This RScript uses the calculated Sambamba coverage bed files for x samples to visualise the variability in coverage at each genomic region across all these samples. Results are available as an interactive plot, simplified pdf plot, and csv table. A Dockerfile is included to aid sharing the scripts and is used in the dx app sambamba_coverage_uniformity v1.2 (See moka-guys/dnanexus_coverage_uniformity_report)
This app can be used during the development of new diagnositic tests to identify regions which have low coverage.

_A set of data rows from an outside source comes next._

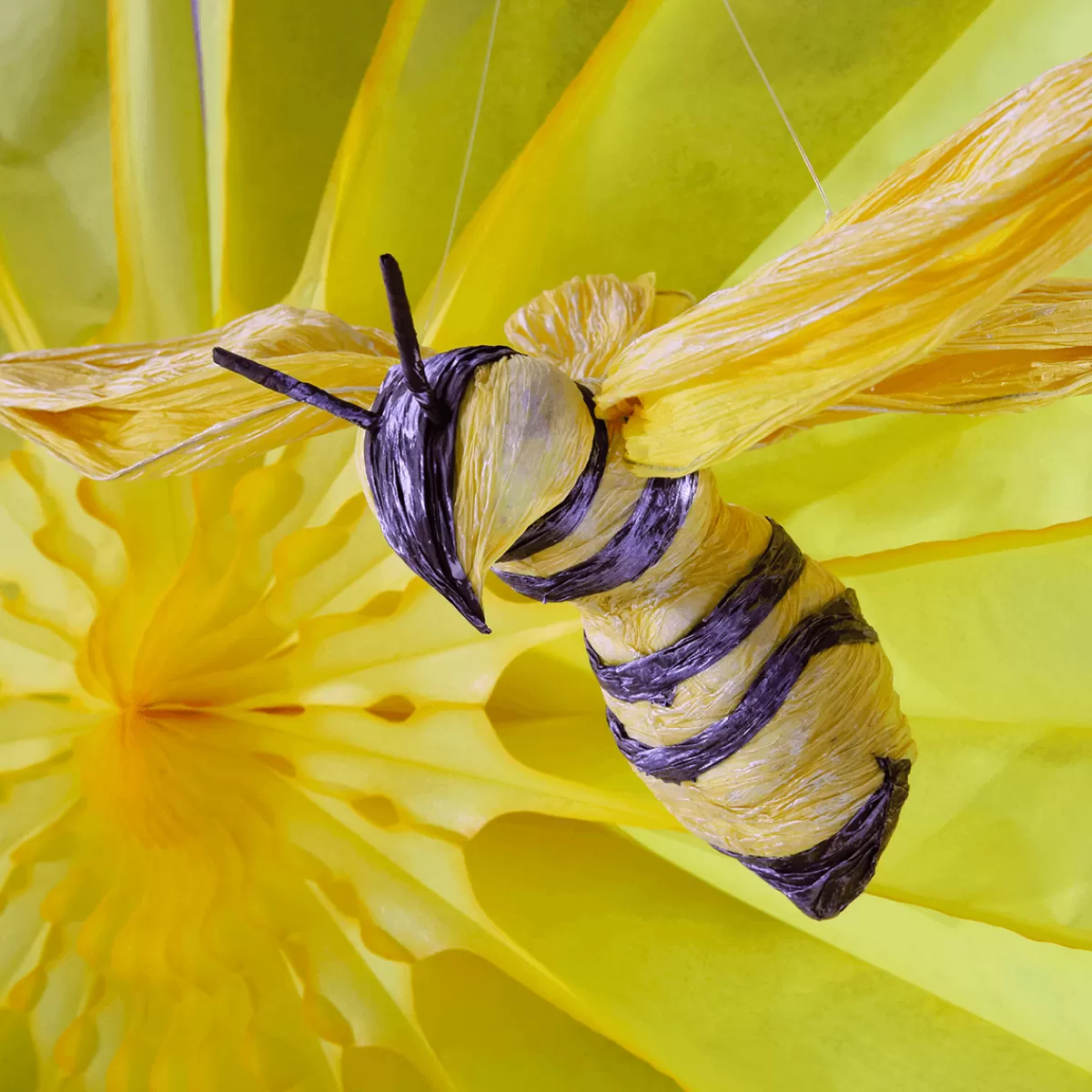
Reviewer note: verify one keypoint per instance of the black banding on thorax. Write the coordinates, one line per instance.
(838, 622)
(824, 880)
(410, 467)
(642, 541)
(740, 612)
(561, 520)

This app requires the following inputs:
- Name of project containing the samabamba output folder coverage/raw_output/.
Optional Inputs & flags:
- input_directory: Folder containing sambamba output. Default = /coverage/raw_output/
- group_by: By default the app produces a plot for each unique Pan number which coverage was calculated for. If the user would like to group Pan numbers together they can provide a string in the format of
VCP1=PanA,PanB;VCP2=PanX,PanY,PanZ;. Typical use cases would be where the Pan number represents a disease area and you want to group these together by the capture kit used. - plot_figures: Produce plots of output (PDF & HTML) Default = True
- simple_plot_only: Use with plot_figures flag to produce only the PDF plot (Useful for large samples which may cause performance issues when producing interactive plots) Default = False
- no_jitter: Turn off the overlayed jittered geom_points in the interactive plots leaving the data as summarised boxplots only (Showing all the data points for large data sets may cause performance issues) Default = False
The R script which reads in all data from the folder coverage/raw_output/ in the project, cleans up the data, and outputs html, pdf, and csv reports.
This app outputs:
- An interactive HTML report with boxplots of every region sorted by coverage from low > high
- A static plot showing the average for each region
- A csv file with the region data in tabular form
Large data sets containing many regions/samples may require turning off the interactive plots due to performance issues.